Genetic variants of small airways and interstitial pulmonary disease have not been comprehensively studied. This cluster of respiratory disorders usually manifests from early infancy ('lung disease in utero'). In this study, 24 variants linked to these entities are described. The variants involved two genes associated with surfactant metabolism dysfunction (ABCA3 and CSF2RB), two with pulmonary fibrosis (MUC5B and SFTP), one with bronchiectasis (SCNN1B), and one with alpha-1-antitrypsin deficiency (SERPINA1). A nonsense variant, MUC5B:c.16861G > T, p.Glu5621*, was found in homozygous state in two siblings with severe respiratory disease from birth. One of the siblings also had heterozygous SFTPA1:c.675C > G, p.Asn225Lys, which resulted in a more severe respiratory disease. The sibling with only the homozygous MUC5B variant had lung biopsy, which showed alveolar simplification, interstitial fibrosis, intra-alveolar lipid-laden macrophages, and foci of foreign body giant cell reaction in distal airspaces. Two missense variants, MUC5B:c.14936 T > C, p.Ile4979Thr (rs201287218) and MUC5B:c.16738G > A, p.Gly5580Arg (rs776709402), were also found in compound heterozygous state in two siblings with severe respiratory disease from birth. Overall, the results emphasize the need for genetic studies for patients with complex respiratory problems. Identifying pathogenic variants, such as those presented here, assists in effective family counseling aimed at genetic prevention. In addition, results of genetic studies improve the clinical care and provide opportunities for participating in clinical trials, such as those involving molecularly-targeted therapies.

Genetic variants in children with chronic respiratory diseases.
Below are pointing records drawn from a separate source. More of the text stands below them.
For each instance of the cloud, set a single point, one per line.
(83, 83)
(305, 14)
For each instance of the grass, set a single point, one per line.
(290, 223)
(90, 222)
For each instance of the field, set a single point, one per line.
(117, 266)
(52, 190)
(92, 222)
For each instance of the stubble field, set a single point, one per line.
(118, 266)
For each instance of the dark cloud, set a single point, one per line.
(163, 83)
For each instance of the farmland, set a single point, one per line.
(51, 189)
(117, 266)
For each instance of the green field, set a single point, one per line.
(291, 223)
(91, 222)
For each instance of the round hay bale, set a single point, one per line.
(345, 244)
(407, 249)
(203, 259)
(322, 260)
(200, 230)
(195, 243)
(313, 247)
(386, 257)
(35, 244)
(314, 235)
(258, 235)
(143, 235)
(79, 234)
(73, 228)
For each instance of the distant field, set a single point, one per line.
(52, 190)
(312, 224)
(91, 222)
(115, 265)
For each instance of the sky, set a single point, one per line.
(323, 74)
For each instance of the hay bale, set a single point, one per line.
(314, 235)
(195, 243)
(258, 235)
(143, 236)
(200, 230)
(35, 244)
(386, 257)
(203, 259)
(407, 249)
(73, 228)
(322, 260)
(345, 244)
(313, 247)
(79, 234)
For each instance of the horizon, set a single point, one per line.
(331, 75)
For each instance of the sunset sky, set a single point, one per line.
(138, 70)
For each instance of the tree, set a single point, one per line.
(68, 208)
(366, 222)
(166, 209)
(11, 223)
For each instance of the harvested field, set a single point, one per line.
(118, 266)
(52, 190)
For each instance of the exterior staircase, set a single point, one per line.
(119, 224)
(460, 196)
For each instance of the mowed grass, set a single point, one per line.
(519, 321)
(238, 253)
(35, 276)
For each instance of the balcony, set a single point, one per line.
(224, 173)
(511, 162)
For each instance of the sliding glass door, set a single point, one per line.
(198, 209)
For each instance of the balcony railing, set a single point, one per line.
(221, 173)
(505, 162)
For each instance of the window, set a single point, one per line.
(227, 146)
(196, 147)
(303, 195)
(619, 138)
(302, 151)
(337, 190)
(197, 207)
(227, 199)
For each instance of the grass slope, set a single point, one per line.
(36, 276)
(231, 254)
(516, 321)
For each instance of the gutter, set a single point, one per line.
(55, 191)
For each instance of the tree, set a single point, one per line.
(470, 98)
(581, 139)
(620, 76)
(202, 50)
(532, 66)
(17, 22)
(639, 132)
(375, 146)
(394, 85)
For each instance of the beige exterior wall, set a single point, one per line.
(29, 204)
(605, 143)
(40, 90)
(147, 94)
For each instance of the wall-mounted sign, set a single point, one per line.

Founder mutations and autosomal recessive (AR) disorders are common in the Arabian Peninsula due to frequent consanguineous marriages. As a result, the pulmonary service at Tawam Hospital (Al Ain, UAE) routinely requests genetic testing for children with persistent (unexplained) respiratory problems. The main purpose of this report was to underscore the usefulness of these tests. Ten children with severe respiratory diseases due to complex genetic findings are described here. Forty-one variants (six novel) were detected, averaging four per patient (range: 1-9). Seven (17%) variants were homozygous and 34 (83%) heterozygous; some variants were known to show monoallelic expression. Using binomial probability distribution, the fetal-risk for having AR disorder(s) as a function of the number of shared variants by a couple ranged from 0.25 (having one shared variant) to 0.9249 (having nine shared variants). In cultures where increased size of homozygous genomic segments is common, children often have multiple variants that could cause complex clinical phenotypes. Identifying pathogenic variants assists in clinical care, family counseling, and disease prevention through genetic screening.